How to use the Word List to Regex
Paste your terms — one per line or separated by commas. The tool trims whitespace, drops blanks, removes duplicates, and builds a single pattern that matches any term. Special regex characters in your words (dots, parentheses, plus signs, and so on) are escaped automatically, so a term like node.js matches literally rather than as a pattern.
Optimize merges words that share a prefix into a compact form — cat, car, can become ca[nrt] and do, dog, done become do(?:ne|g)? — which is shorter and faster for the engine. Turn it off to get a plain a|b|c alternation with the longest terms placed first. Add word boundaries wraps the pattern in \b so it only matches whole words. Capturing group uses ( ) instead of the default non-capturing (?: ), and Case-insensitive prefixes the flag note and validates accordingly.
The line under the output confirms that every input term still matches the generated regex, so you can trust it before pasting it into your code. It all runs in your browser.
From a list to a correct alternation
The obvious way to match a set of words is alternation: join them with the | operator to get foo|bar|baz. Two things make this harder than it looks, and both are easy to get wrong by hand. The first is escaping. Regex treats many punctuation characters as operators, so a literal term containing a dot, plus sign, question mark, or parentheses must be escaped or it will match the wrong thing — c++ as a pattern is an error, and example.com would match exampleXcom. A generator escapes every metacharacter so each term matches exactly the literal text you typed.
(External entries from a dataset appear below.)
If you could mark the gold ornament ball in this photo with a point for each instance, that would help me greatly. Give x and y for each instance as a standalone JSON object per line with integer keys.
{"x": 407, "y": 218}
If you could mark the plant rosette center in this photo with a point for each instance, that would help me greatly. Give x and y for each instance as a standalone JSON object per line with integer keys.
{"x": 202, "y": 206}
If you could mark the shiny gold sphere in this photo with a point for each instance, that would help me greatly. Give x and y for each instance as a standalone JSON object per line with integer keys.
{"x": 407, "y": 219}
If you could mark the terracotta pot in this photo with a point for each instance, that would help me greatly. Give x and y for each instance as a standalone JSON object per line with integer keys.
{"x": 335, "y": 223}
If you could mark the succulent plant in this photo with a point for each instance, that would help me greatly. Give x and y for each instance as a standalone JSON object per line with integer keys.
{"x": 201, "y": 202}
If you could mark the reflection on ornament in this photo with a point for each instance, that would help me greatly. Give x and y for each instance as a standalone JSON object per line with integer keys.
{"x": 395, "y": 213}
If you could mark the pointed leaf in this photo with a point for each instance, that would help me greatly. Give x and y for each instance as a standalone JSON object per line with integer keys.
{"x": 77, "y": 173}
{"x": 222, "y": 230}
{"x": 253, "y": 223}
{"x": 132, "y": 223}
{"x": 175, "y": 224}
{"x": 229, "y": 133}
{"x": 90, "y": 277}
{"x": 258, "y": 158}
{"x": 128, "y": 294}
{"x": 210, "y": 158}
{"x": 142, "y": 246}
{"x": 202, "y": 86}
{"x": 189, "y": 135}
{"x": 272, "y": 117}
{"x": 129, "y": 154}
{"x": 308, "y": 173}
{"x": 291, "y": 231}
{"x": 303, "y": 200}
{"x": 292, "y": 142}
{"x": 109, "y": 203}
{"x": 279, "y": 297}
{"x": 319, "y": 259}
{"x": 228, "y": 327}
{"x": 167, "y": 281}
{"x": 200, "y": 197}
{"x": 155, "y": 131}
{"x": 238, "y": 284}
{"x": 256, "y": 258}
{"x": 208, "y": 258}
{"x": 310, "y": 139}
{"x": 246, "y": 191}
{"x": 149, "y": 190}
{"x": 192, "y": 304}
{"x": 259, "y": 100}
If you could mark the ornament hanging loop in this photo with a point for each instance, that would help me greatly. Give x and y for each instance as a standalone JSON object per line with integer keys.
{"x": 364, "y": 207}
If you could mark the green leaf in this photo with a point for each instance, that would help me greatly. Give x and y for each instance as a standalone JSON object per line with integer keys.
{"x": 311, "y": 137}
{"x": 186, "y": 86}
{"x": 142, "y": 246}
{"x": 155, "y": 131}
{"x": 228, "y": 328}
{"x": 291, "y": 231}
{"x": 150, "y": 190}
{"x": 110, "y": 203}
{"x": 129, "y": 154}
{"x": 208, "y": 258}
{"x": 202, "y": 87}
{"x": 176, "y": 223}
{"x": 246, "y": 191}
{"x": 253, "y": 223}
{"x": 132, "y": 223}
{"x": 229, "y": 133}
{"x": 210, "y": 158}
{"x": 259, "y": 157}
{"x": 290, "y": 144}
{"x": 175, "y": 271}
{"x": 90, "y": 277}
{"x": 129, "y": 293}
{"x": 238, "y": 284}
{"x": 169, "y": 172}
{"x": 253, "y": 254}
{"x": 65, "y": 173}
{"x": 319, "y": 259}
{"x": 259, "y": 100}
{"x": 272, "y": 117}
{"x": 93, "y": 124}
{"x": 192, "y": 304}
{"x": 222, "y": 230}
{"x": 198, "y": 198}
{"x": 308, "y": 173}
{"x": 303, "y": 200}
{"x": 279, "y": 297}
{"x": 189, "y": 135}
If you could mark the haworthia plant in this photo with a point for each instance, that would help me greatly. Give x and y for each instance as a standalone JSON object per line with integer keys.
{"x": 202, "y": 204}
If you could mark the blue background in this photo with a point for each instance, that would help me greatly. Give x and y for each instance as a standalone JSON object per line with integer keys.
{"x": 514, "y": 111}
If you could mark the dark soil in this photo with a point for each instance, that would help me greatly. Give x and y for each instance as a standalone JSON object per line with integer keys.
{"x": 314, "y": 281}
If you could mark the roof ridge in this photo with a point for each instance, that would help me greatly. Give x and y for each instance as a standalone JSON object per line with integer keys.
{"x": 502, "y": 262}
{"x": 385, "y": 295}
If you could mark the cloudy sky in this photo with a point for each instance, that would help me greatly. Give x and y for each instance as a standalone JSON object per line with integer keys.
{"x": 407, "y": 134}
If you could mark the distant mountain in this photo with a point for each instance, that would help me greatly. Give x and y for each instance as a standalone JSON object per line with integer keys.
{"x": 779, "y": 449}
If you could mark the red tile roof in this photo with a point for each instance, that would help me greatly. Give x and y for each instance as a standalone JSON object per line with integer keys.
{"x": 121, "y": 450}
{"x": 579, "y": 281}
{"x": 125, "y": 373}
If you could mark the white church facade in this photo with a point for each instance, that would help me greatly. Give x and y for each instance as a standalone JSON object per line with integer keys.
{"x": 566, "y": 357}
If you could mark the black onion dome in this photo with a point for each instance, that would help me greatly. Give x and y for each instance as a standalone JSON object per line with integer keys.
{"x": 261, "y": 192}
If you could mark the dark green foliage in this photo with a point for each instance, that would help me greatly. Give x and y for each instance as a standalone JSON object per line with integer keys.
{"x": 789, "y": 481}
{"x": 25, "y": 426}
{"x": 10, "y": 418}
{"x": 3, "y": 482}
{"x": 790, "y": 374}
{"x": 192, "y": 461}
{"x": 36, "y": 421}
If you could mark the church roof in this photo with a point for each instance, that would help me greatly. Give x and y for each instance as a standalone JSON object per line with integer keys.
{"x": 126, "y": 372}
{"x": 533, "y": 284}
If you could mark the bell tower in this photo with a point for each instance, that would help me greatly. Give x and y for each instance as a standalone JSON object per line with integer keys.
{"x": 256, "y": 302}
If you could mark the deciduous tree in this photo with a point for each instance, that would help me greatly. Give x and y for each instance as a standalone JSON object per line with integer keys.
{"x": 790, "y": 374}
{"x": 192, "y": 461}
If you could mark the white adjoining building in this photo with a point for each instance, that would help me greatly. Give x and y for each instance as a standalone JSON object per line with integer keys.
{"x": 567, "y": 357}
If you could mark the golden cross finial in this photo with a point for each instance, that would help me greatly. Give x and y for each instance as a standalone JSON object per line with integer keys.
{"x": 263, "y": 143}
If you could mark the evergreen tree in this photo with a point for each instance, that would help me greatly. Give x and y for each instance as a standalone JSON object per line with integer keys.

The second is ordering. Regex alternation is eager and tries branches left to right, stopping at the first that matches. If you write for|foreach against the text "foreach", the engine matches for first and leaves "each" behind. Putting longer alternatives first — foreach|for — avoids this surprise, which is why the plain output sorts terms from longest to shortest. With word boundaries the issue is reduced, but ordering still matters whenever one term is a prefix of another.
The optimization option goes further by building a trie — a tree of shared character prefixes — and emitting a regex that factors out common beginnings. Instead of cat|car|can you get ca[nrt]; instead of do|dog|done you get do(?:ne|g)?. The matched language is identical, but the pattern is shorter and the engine does less backtracking because it commits to a prefix once. This is the same trick used by tools that compile large keyword lists — spam filters, syntax highlighters, tokenizers — into a single fast pattern. Whichever form you choose, wrapping the result in \b word boundaries keeps it matching whole words, so a list containing "cat" does not also fire inside "category."
Common use cases
- Keyword filters. Build one pattern that matches any word in a blocklist or allowlist.
- Find & replace. Generate a regex to search many terms at once in an editor or codebase.
- Tokenizers and highlighters. Compile a list of keywords into a compact, fast alternation.
- Validation. Match an input against a fixed set of allowed values with a single expression.